Cutting overseas student numbers will cost UK billions

21 Feb 11
Proposals to restrict entry for overseas university students will cost the UK economy billions of pounds, and all in ‘pursuit of artificial immigration targets’, according to a leading think-tank.

By Lucy Phillips

22 February 2010

Proposals to restrict entry for overseas university students will cost the UK economy billions of pounds, and all in ‘pursuit of artificial immigration targets’, according to a leading think-tank.

An analysis by the Institute for Public Policy Research found that government plans to reduce student immigration would have a short-lived impact on total net migration. It says only a small proportion of overseas students stay in the UK permanently, meaning emigration would also decline in the long term.

The think-tank agrees with attempts by the coalition to crack down on student visa fraud. But it warns that tens of thousands of genuine international students also risk being turned away from British universities, which would have little effect on net immigration in the long run.

It estimates that international students contribute up to £10bn a year to the UK economy through university fees and direct spending. 

The government has pledged to cut annual net migration to the UK ‘from hundreds of thousands to tens of thousands’. It is also consulting on plans to cut visas for non-European Union students who are studying below degree level and to raise their English language requirement.   

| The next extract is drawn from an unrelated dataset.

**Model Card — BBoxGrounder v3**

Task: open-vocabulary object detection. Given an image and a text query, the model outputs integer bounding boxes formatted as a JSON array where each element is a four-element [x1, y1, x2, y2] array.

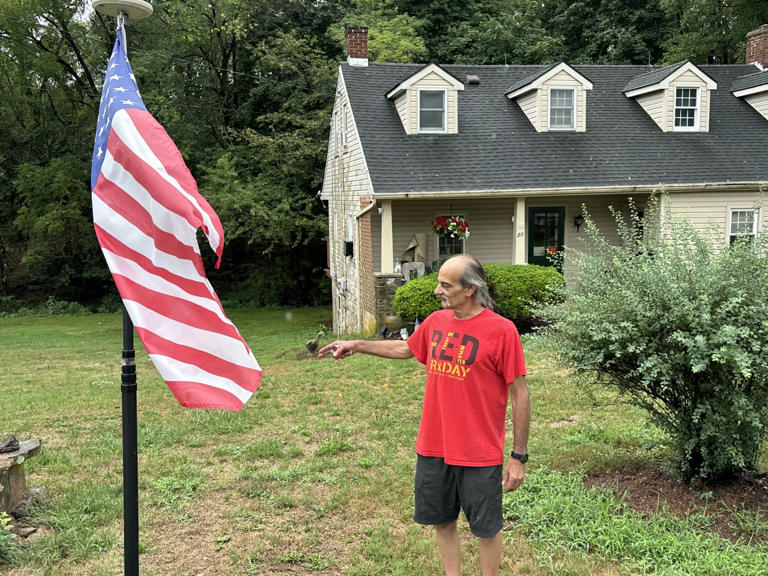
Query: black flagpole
[[91, 0, 152, 576], [120, 308, 139, 576]]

Sarah Mulley, associate director at the IPPR, said: ‘The government will not reduce immigration in a big way by tackling student visa cheats. To meet their election pledge, they will have to significantly reduce the number of legitimate students, and their proposals would do just that. This will cause real damage to the education sector and the wider British economy, all in pursuit of an artificial migration target.’

The report Student migration in the UK also warns that universities and colleges would be badly hit by the changes, at a time when funding is already being squeezed. The potential impacts could include job losses, cuts to courses and departments and increased fees for domestic students.